您可以使用否定的前瞻断言来匹配“.”后面没有数字，并在此使用re.split：

>>> import re
>>> splitter = r"\.(?!\d)"
>>> s = 'hyper count 16.8mmol/l.plz review b4 5pm.just to inform u.thank u'
>>> re.split(splitter, s)
['hyper count 16.8mmol/l', 'plz review b4 5pm', 'just to inform u', 'thank u']
>>> s = 'no of beds 8.please inform person in-charge.tq'
>>> re.split(splitter, s)
['no of beds 8', 'please inform person in-charge', 'tq']

【讨论】：

【解决方案3】：

怎么样

re.split('(?<!\d)\.|\.(?!\d)', 'hyper count 16.8mmol/l.plz review b4 5pm.just to inform u.thank u')
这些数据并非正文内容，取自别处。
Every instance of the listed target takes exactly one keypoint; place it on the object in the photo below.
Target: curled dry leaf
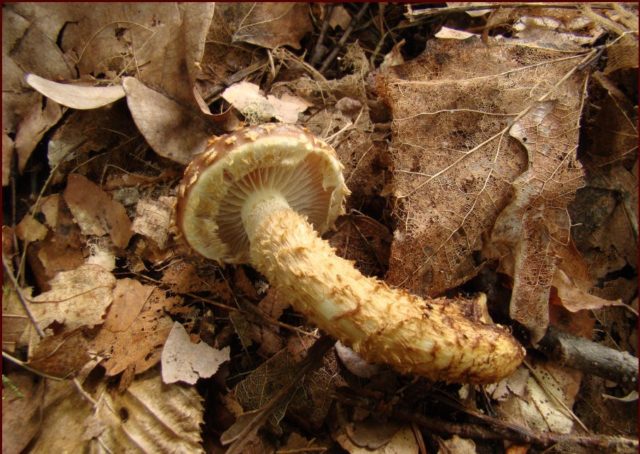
(21, 405)
(256, 107)
(95, 212)
(174, 131)
(403, 441)
(137, 319)
(457, 170)
(26, 117)
(75, 96)
(549, 395)
(271, 25)
(149, 416)
(153, 219)
(77, 298)
(185, 361)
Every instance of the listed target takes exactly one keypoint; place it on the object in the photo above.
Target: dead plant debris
(488, 148)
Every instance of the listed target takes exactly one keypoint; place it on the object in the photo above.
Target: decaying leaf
(149, 416)
(271, 25)
(14, 320)
(61, 355)
(458, 445)
(95, 212)
(75, 96)
(385, 439)
(173, 131)
(153, 219)
(256, 107)
(536, 223)
(21, 404)
(138, 318)
(546, 404)
(185, 361)
(77, 298)
(456, 168)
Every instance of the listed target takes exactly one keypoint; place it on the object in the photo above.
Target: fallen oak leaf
(75, 96)
(185, 361)
(247, 98)
(95, 212)
(77, 298)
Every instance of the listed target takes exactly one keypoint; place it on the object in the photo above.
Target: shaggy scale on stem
(263, 195)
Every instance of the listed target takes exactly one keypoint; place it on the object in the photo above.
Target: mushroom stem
(433, 337)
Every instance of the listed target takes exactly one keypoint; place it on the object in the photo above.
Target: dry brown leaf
(25, 115)
(185, 361)
(21, 404)
(29, 229)
(456, 168)
(61, 355)
(536, 224)
(153, 219)
(36, 123)
(62, 248)
(14, 320)
(149, 416)
(546, 406)
(257, 108)
(95, 212)
(7, 158)
(97, 131)
(574, 298)
(129, 297)
(270, 25)
(403, 441)
(183, 278)
(173, 131)
(75, 96)
(77, 298)
(137, 346)
(457, 445)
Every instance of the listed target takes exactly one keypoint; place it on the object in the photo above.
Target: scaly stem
(431, 337)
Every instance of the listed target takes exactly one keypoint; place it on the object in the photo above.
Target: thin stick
(21, 297)
(317, 50)
(343, 39)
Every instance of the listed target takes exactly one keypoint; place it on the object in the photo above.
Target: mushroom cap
(285, 158)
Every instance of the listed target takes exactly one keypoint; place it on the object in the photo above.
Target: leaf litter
(502, 162)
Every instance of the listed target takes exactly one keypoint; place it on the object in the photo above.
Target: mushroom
(263, 195)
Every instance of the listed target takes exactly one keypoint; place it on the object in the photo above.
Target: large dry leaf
(77, 298)
(137, 318)
(173, 130)
(95, 212)
(153, 219)
(457, 168)
(256, 107)
(547, 400)
(270, 25)
(182, 360)
(26, 47)
(148, 417)
(536, 224)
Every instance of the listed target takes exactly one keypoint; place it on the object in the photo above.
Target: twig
(317, 50)
(343, 39)
(497, 430)
(21, 297)
(589, 357)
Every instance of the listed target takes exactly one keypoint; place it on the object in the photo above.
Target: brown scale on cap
(263, 194)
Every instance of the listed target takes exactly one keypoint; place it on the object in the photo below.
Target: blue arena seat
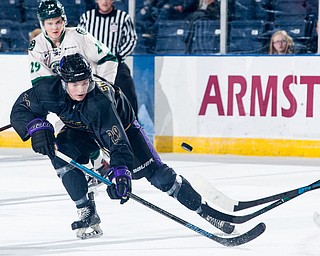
(10, 9)
(290, 10)
(171, 36)
(246, 37)
(206, 37)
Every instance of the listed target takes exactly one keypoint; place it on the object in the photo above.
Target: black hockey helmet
(49, 9)
(73, 68)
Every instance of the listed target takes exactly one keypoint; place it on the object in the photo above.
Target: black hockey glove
(42, 137)
(121, 178)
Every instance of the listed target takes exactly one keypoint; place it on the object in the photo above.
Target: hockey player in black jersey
(96, 115)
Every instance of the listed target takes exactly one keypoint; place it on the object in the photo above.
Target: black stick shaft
(5, 127)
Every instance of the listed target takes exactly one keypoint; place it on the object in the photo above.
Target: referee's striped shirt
(115, 30)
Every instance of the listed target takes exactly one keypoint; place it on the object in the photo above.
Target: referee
(115, 29)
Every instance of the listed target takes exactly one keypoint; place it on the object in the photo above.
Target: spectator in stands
(146, 19)
(90, 4)
(313, 47)
(170, 10)
(207, 9)
(115, 29)
(281, 43)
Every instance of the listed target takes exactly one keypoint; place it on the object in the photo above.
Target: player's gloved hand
(42, 137)
(121, 178)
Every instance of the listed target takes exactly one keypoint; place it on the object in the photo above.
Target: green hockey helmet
(49, 9)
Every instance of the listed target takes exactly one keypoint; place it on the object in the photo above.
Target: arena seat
(171, 36)
(206, 37)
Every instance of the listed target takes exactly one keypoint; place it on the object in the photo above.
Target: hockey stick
(215, 196)
(232, 241)
(288, 196)
(5, 127)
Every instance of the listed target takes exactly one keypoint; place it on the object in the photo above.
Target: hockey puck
(186, 147)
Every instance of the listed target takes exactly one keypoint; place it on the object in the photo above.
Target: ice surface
(36, 213)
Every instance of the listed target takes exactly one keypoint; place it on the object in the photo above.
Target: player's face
(78, 90)
(105, 6)
(54, 27)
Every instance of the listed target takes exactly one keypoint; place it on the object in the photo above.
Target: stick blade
(244, 238)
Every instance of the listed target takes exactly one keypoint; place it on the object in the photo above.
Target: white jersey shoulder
(44, 57)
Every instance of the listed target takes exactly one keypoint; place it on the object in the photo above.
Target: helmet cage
(49, 9)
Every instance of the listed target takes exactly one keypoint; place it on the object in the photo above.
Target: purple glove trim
(38, 124)
(122, 171)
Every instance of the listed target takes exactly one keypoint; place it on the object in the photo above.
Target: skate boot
(89, 221)
(224, 226)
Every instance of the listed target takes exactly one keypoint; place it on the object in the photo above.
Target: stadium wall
(245, 105)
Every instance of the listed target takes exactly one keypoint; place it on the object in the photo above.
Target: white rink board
(182, 81)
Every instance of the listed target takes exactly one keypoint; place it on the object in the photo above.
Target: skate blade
(95, 232)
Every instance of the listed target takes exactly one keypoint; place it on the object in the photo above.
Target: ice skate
(88, 224)
(224, 226)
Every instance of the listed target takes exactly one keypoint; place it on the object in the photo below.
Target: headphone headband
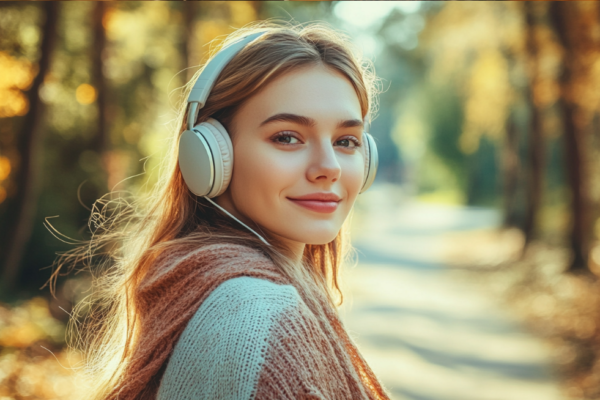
(210, 73)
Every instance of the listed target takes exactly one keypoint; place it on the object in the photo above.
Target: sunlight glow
(365, 14)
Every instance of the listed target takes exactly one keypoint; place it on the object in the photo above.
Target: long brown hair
(131, 235)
环视确保一侧或另一侧不是数字。所以这也涵盖了16.8 的情况。如果两边都有数字，这个表达式不会分裂。

【讨论】：

'(?<!\d)\.|\.(?!\d)' 根据beds 8.please 和number .977 is 中的点进行拆分。这是你真正想要的吗？如果不是，则正则表达式模式必须是 '(?<!\d)\.(?!\d)'
@eyquem 是的，这就是我想要的，也是我在解释中写的。问题是 OP 想要什么。
either on one or the other side is not a digit这句话不是意思吗：点的左边不能有数字，点的右边不能有数字 ?我不会说英语，有时我不能正确理解英语。
@eyquem 不，这意味着 OR。我接受点的一侧的数字，但不接受两侧的数字。
你是对的。我不知道为什么我明白你在哪里写的或者......！我应该这样写：点的左右两边不能有数字，意思是either on one or the other side is not a digit。但我认为如果你写的话会更清楚和更准确：在一侧或另一侧是非数字

【解决方案4】：

这取决于你的确切句子，但你可以尝试：

.*?[a-zA-Z0-9]\.(?!\d)

看看这是否有效。这将保留在引号中，但您可以根据需要将其删除。

【讨论】：

【解决方案5】：

"...".split(".")

split 是一个 Python 内置函数，可以在特定字符处分隔字符串。

【讨论】：

这将拆分 .也是 16.8 毫摩尔/升。